Of course, as discussed earlier, if all the participants agree on rewriting the ledger to cover up the fraud, they most certainly can do so. They can follow the protocol all the way and yet achieve the rewriting by submitting new transactions from the exact point they want the history to be rewritten. While this would take some time subject to the performance characteristics of the underlying Fabric network, it is not computationally hard as in the case of Bitcoin. So what is the solution for this case? There are two ways to achieve tamper-proofing (or detecting tampering depending upon the solution used) here:
- The auditor should be a member of the channel and track all the activities. Of course, the tamper-proofing is achieved only from the point that the auditor joins the channel. The history prior to the auditor joining could have been tampered with by the participants. However, once the auditor joins, it can track any tampering including with the history as available with the auditor from the time of its joining. Depending on the power that is given to the auditor, it can also force the channel participants to sync with its own copy in the case of divergence of state between the auditor and the participants.
- Another solution to this would be to require that a hash of the ledger state be periodically published in an external forum. This enables the auditor to detect tampering since any tampering would lead to a change in the hash of the state and a consequent mismatch with the published hash. Of course, the auditor cannot in this case know what the original data was. Also, the strength of this solution is tied to how tamper-proof the external forum itself is. A good external forum in this regard is the ongoing Bitcoin chain itself. Since it is computationally hard to rewrite the Bitcoin history, we can assume safely that the published hash can never be tampered with.

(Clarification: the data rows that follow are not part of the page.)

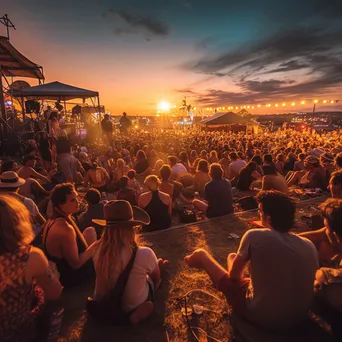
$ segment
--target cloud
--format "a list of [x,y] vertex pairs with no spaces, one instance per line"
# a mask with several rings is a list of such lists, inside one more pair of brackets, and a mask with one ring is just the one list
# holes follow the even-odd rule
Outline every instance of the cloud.
[[294,81],[280,81],[280,80],[267,80],[267,81],[244,81],[240,86],[250,92],[256,93],[273,93],[281,89],[282,85],[294,83]]
[[267,73],[273,74],[277,72],[286,72],[286,71],[306,69],[309,67],[310,67],[310,64],[307,62],[301,62],[299,60],[290,60],[290,61],[281,63],[278,68],[271,69],[267,71]]
[[151,36],[165,38],[171,33],[165,22],[123,9],[110,9],[103,13],[103,18],[111,21],[118,35],[143,34],[150,39]]
[[208,103],[314,96],[342,86],[341,36],[342,27],[334,25],[327,30],[295,27],[220,54],[207,52],[182,67],[211,75],[211,83],[227,77],[241,89],[242,95],[207,89],[199,97]]

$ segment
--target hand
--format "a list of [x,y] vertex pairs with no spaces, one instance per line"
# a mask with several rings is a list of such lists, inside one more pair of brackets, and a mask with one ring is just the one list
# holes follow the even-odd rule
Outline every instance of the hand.
[[200,248],[191,255],[187,255],[184,260],[190,268],[203,269],[203,261],[208,257],[208,252]]

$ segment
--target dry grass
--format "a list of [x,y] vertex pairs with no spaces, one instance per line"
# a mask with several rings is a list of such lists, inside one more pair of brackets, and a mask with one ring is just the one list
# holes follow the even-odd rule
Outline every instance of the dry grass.
[[[308,210],[308,206],[321,202],[321,199],[302,202],[299,208]],[[300,215],[303,215],[301,213]],[[172,228],[163,232],[148,233],[141,237],[143,243],[154,245],[158,257],[169,260],[163,275],[162,287],[157,293],[154,314],[143,324],[136,327],[106,327],[95,325],[83,314],[86,297],[92,294],[90,286],[84,286],[64,295],[66,303],[60,341],[195,341],[185,317],[181,313],[184,307],[182,297],[194,289],[205,290],[211,295],[194,291],[188,298],[188,306],[203,305],[206,311],[202,315],[192,315],[190,325],[203,329],[208,335],[220,341],[230,341],[232,329],[228,319],[228,306],[221,293],[216,291],[204,272],[189,269],[183,262],[184,257],[196,248],[205,248],[226,265],[226,257],[237,250],[240,240],[229,239],[234,232],[239,236],[250,229],[249,222],[257,219],[257,211],[221,217],[202,223]],[[298,221],[297,231],[308,229]],[[206,341],[204,333],[193,330],[198,339]],[[212,339],[208,338],[208,341]],[[266,341],[266,340],[264,340]],[[324,340],[321,340],[324,341]],[[273,342],[273,341],[272,341]]]

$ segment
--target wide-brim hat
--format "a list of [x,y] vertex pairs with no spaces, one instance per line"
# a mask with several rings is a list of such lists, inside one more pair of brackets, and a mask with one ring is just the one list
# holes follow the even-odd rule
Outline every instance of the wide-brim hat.
[[321,155],[321,159],[324,159],[326,161],[333,162],[334,161],[334,155],[329,152],[325,152]]
[[25,183],[26,180],[14,171],[6,171],[0,175],[0,188],[17,188]]
[[109,201],[103,208],[104,219],[93,219],[99,226],[139,226],[150,224],[150,216],[139,207],[128,201]]
[[317,163],[319,163],[319,160],[316,156],[307,156],[304,159],[304,162],[309,163],[309,164],[317,164]]

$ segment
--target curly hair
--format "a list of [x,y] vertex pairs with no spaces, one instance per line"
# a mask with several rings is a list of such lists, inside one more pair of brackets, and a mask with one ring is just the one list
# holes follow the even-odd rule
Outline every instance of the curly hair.
[[342,236],[342,200],[329,198],[320,205],[328,227],[337,235]]
[[261,191],[256,200],[262,204],[262,211],[270,217],[270,224],[278,232],[287,233],[293,228],[296,204],[292,198],[280,191]]

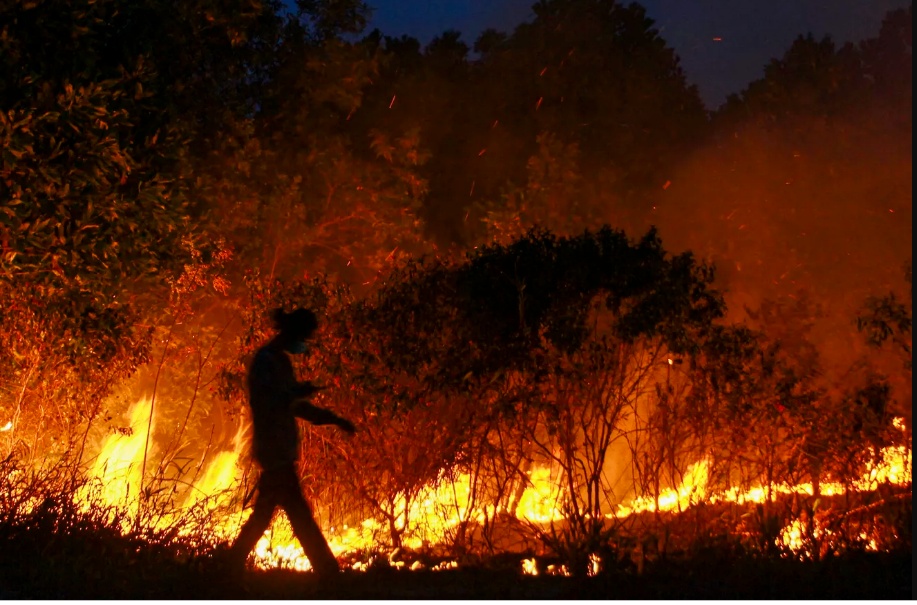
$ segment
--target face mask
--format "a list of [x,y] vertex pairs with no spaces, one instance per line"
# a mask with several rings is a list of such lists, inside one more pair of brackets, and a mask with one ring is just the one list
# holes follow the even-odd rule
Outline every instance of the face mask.
[[308,350],[309,348],[306,346],[305,340],[297,340],[296,342],[294,342],[287,348],[287,351],[289,351],[293,355],[302,355],[303,353],[305,353]]

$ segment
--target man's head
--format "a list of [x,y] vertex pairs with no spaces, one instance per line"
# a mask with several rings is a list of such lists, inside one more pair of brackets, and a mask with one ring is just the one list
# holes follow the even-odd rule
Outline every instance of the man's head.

As discussed, the ledger in Hyperledger Fabric is definitely not tamper-proof theoretically. The answer to whether in practice it is tamper-proof depends on the adversary model. However, as elucidated, there is always a means to make the ledger tamper-proof. Therefore, we can safely conclude that the ledger for a channel in Hyperledger Fabric is in fact tamper-proof in practice.
Some of the statements that we have made may not entirely be technically correct. They were however made to keep out the gory details otherwise needed to support a technically correct answer. We do provide a greater level of detail through the footnotes below.
1. Requiring all the miners to agree is an exaggeration. All you need is in fact a majority in terms of computation power in the network to achieve this.
2. The exact requirements for them to be a minority would depend on how consensus on the state is arrived at when the ledgers for different participants are out of sync. Discussion on this is beyond the scope of this article.
3. The statement that all the participants in the channel provide consent to the transaction when in fact the endorsers for the transaction might be a subset of the participants might seem confusing. However, the endorsement policies for a smart contract in a way define ownership of the data associated with the smart contract. So if you are not an endorser it implies that you are only an observer of the transaction and your consent to the transaction is implicit. And if you are an endorser who were against the transaction, it implies that for that particular transaction you have been forced to be an observer since other endorsers have the power to overrule your judgement.